Decoding Hidden Heritages in Gaelic Traditional Narrative with Text-Mining and Phylogenetics

This project was funded by UKRI-AHRC and the Irish Research Council under the ‘UK-Ireland Collaboration in the Digital Humanities Research Grants Call’ (grant numbers AH/W001934/1 and IRC/W001934/1).

August 2021–July 2024


This project will fuse deep qualitative analysis with cutting-edge computational methodologies to decode, interpret and curate the hidden heritages of Gaelic traditional narrative. In doing so, it will provide the most detailed account to date of convergence and divergence in the narrative traditions of Scotland and Ireland and, by extension, a novel understanding of their joint cultural history. Leveraging recent advances in Natural Language Processing, the consortium will digitise, convert and help to disseminate a vast corpus of folklore manuscripts in Irish and Scottish Gaelic.

The project team will create, analyse and disseminate a large text corpus of folktales from the Tale Archive of the School of Scottish Studies Archives and from the Main Manuscript Collection of the Irish National Folklore Collection. The creation of this corpus will involve the scanning of c.80k manuscript pages (and will also include pages scanned by the Dúchas digitisation project), the recognition of handwritten text on these pages (as well as some audio material in Scotland), the normalisation of non-standard text, and the machine translation of Scottish Gaelic into Irish. The corpus will then be annotated with document-level and motif-level metadata.

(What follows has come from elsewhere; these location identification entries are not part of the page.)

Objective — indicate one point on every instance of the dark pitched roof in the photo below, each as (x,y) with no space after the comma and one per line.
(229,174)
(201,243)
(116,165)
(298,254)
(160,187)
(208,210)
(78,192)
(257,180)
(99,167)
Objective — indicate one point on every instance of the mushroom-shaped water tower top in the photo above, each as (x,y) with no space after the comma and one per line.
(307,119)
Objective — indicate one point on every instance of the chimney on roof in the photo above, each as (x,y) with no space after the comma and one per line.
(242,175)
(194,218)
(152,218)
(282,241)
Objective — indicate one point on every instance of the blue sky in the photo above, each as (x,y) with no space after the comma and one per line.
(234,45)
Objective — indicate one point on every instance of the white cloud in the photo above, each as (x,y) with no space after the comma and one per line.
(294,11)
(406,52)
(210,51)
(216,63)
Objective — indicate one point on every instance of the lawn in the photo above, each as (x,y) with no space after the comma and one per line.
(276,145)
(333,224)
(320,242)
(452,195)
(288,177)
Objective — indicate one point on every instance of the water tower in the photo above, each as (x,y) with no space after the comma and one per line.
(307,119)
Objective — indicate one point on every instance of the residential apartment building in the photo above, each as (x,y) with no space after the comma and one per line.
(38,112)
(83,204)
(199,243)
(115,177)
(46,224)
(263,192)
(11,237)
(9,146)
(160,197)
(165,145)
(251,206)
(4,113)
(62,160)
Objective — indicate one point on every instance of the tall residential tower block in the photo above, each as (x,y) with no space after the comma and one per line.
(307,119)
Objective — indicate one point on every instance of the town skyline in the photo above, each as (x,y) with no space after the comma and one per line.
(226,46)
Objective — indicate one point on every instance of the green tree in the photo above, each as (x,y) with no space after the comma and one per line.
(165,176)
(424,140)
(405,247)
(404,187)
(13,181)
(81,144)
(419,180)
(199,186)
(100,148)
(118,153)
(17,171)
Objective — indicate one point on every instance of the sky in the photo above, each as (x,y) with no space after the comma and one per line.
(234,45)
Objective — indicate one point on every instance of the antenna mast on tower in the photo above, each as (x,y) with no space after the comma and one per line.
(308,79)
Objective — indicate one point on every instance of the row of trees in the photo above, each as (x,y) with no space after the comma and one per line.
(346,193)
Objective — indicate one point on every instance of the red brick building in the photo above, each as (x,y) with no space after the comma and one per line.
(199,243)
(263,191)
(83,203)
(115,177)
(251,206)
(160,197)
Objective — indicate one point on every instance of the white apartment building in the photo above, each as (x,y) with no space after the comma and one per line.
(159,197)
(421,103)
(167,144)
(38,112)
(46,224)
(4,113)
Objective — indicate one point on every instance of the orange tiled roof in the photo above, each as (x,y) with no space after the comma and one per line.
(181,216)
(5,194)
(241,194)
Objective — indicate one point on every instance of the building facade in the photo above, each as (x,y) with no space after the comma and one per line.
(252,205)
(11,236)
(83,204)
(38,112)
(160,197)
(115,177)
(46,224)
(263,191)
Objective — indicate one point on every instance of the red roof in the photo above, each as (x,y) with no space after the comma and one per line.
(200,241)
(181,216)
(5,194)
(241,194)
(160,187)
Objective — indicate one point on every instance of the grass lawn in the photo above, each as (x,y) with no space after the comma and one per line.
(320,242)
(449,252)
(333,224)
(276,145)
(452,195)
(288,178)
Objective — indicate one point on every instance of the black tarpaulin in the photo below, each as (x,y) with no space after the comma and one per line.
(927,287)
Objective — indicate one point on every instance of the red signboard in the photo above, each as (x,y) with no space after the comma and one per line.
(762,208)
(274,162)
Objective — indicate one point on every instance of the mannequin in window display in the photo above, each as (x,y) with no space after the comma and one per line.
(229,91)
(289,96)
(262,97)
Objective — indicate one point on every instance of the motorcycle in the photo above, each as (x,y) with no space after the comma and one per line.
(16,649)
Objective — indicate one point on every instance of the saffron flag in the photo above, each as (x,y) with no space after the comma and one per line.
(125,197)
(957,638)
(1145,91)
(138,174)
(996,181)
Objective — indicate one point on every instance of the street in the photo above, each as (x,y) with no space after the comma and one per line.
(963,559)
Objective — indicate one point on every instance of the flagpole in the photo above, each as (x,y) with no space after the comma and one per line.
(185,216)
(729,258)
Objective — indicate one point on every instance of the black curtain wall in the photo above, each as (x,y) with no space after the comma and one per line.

Analysis of the corpus will be carried out using data mining and phylogenetic techniques. Both the data mining and phylogenetic workstreams will encompass the entire corpus, however, the phylogenetic workstream will also focus on three folktale types as case studies, namely Aarne–Thompson–Uther (ATU) 400 ‘The Search for the Lost Wife’, ATU 425 ‘The Search for the Lost Husband’, and ATU 503 ‘The Gifts of the Little People’. The results of these analyses will be published in a series of articles and in a book entitled Digital Folkloristics. The corpus will be disseminated via Dúchas and Tobar an Dualchais, and via a new aggregator website (under construction) that will include map and graph visualisations of corpus data and of the results of our analysis.

Project team


  • Principal Investigator: Prof. William Lamb, The University of Edinburgh (School of Literatures, Languages and Cultures).
  • Co-Investigator: Prof. Jamshid Tehrani, Durham University (Department of Anthropology).
  • Co-Investigator: Dr Beatrice Alex, The University of Edinburgh (School of Literatures, Languages and Cultures).
  • Co-Investigator: Dr Barbara Hillers, Indiana University (Folklore and Ethnomusicology).

The University of Edinburgh

  • Technical Supervisor: Gavin Willshaw.
  • Scottish and University Collections Archivist: Kirsty Stewart.
  • Language Technician: Michael Bauer.
  • Digitisation and Data Entry Technician: Cristina Horvath.
  • Copyright Administrator: Louise Scollay.


  • Co-Principal Investigator: Dr Brian Ó Raghallaigh, Dublin City University (Fiontar & Scoil na Gaeilge).
  • Co-Investigator: Dr Críostóir Mac Cárthaigh, University College Dublin (National Folklore Collection).

Dublin City University

  • Postdoctoral Researcher: Dr Andrea Palandri.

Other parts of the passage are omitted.